Aqui, a corporeidade aparece como fundamento não metafísico da transcendência alvesiana. Na medida em que o corpo sofre em situações reais de injustiça, violência e abuso, esse corpo imagina, deseja um novo mundo em negação ao atual estado de coisas. Assim, o sofrimento não é metafísico, mas brota de uma concretude crua da real condição iníqua dos sistemas econômicos que governam o mundo. Em certo sentido, poderíamos dizer que o desejo que cria transcendência é aquele que nasce de um corpo vítima da necropolítica7. Esses sofrimentos, causados propositalmente por atores que criam uma condição social perversa, não ganham contornos metafísicos porque são gravados em corpos presos à realidade.
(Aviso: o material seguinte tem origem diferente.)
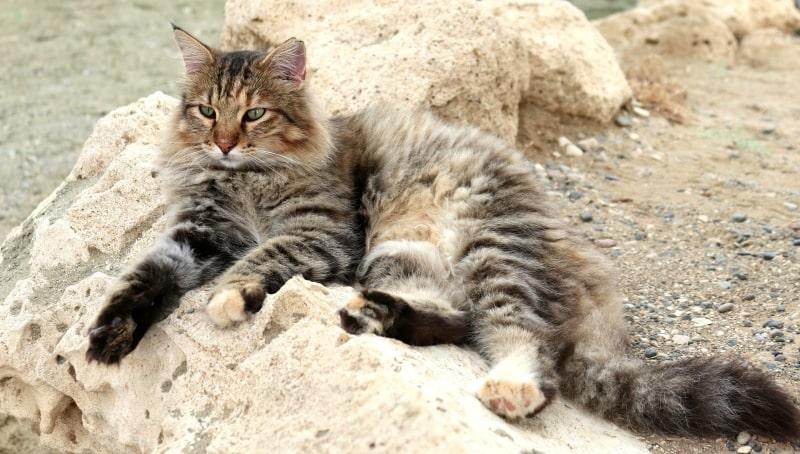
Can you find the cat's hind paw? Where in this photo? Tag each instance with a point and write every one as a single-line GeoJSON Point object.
{"type": "Point", "coordinates": [370, 312]}
{"type": "Point", "coordinates": [514, 396]}
{"type": "Point", "coordinates": [233, 302]}
{"type": "Point", "coordinates": [110, 342]}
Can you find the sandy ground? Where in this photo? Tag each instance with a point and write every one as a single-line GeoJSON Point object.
{"type": "Point", "coordinates": [66, 64]}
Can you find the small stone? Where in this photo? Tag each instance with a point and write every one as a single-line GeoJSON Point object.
{"type": "Point", "coordinates": [723, 308]}
{"type": "Point", "coordinates": [589, 144]}
{"type": "Point", "coordinates": [772, 323]}
{"type": "Point", "coordinates": [768, 255]}
{"type": "Point", "coordinates": [573, 150]}
{"type": "Point", "coordinates": [623, 120]}
{"type": "Point", "coordinates": [738, 217]}
{"type": "Point", "coordinates": [605, 243]}
{"type": "Point", "coordinates": [701, 321]}
{"type": "Point", "coordinates": [743, 438]}
{"type": "Point", "coordinates": [680, 339]}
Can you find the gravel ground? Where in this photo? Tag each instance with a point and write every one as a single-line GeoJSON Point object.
{"type": "Point", "coordinates": [702, 223]}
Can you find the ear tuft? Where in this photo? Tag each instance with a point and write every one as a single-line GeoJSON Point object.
{"type": "Point", "coordinates": [196, 55]}
{"type": "Point", "coordinates": [288, 61]}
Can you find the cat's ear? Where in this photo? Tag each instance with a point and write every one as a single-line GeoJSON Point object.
{"type": "Point", "coordinates": [196, 55]}
{"type": "Point", "coordinates": [288, 61]}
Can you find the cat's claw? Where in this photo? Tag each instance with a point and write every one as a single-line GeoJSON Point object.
{"type": "Point", "coordinates": [110, 342]}
{"type": "Point", "coordinates": [233, 302]}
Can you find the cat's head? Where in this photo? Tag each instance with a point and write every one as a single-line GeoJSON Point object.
{"type": "Point", "coordinates": [246, 110]}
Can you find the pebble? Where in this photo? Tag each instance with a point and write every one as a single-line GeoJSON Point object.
{"type": "Point", "coordinates": [768, 255]}
{"type": "Point", "coordinates": [589, 144]}
{"type": "Point", "coordinates": [738, 217]}
{"type": "Point", "coordinates": [623, 120]}
{"type": "Point", "coordinates": [700, 321]}
{"type": "Point", "coordinates": [573, 150]}
{"type": "Point", "coordinates": [605, 243]}
{"type": "Point", "coordinates": [680, 339]}
{"type": "Point", "coordinates": [574, 195]}
{"type": "Point", "coordinates": [743, 438]}
{"type": "Point", "coordinates": [723, 308]}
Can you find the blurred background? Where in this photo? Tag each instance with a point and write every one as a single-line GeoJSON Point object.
{"type": "Point", "coordinates": [68, 63]}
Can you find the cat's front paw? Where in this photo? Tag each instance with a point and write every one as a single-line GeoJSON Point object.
{"type": "Point", "coordinates": [371, 312]}
{"type": "Point", "coordinates": [110, 341]}
{"type": "Point", "coordinates": [233, 301]}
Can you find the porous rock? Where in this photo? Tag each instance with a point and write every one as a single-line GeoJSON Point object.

Entretanto, são esses mesmos corpos que, gritando libertação, sonham, imaginam e demonstram sua potência.

Daí o neologismo dos autores: corpotência. “Por corpotência entendemos a potência afirmadora do corpo em condições histórico-políticas de naturalização dos sofrimentos nascidos da injustiça, da violência e da opressão (Almeida; Cabral, 2023a, p. 16).” Esse conceito objetiva dar visibilidade às capacidades transcendentes que surgem como reação da corporeidade diante de situações de injustiça. Diante dessas condições, os corpos marginalizados e sofredores têm potência para afirmarem a possibilidade de outras realidades mais justas e fraternas. O ato de transcender a morte, aqui, é significado através da corpotência, nomeada por Almeida e Cabral. Nesse ponto, a nosso ver, a tristeza de crer abre espaço à potência da negação da realidade que ousa imaginar novos caminhos. A falta do desejo dá espaço à vontade criativa. Em outras palavras, a melancolia da saudade dá espaço à alegria da esperança.

4 A alegria da busca

Parece-nos, nesse ponto, que a leitura de Catenaci acerca de uma teoria da religião em Alves é incompleta. Falta a ela a percepção de que a potência imanente é o fundamento da transcendência em Alves, de modo que essa se constitui para além da metafísica. Por isso, Almeida e Cabral se esforçam em aproximar Alves do conceito de potência: para demonstrar que há mais do que a melancolia da falta em sua teoria da religião. Esse fato já dava seus indícios desde sua tese de doutorado: falar em libertação é mais do que descrever os processos de escravidão; falar em esperança é mais do que tratar do que falta. É afirmar as possiblidades que estão para além do que é lamentado e negado. Nesse ponto, juntamo-nos com Almeida e Cabral na aposta de que a construção teológica de Rubem Alves deve ser aproximada do conceito de mística. Entretanto, os autores apontam como Alves se adequa a uma ideia de mística não metafísica; enquanto nosso interesse é apresentar o conceito de mística em Alves como um devir-alegre.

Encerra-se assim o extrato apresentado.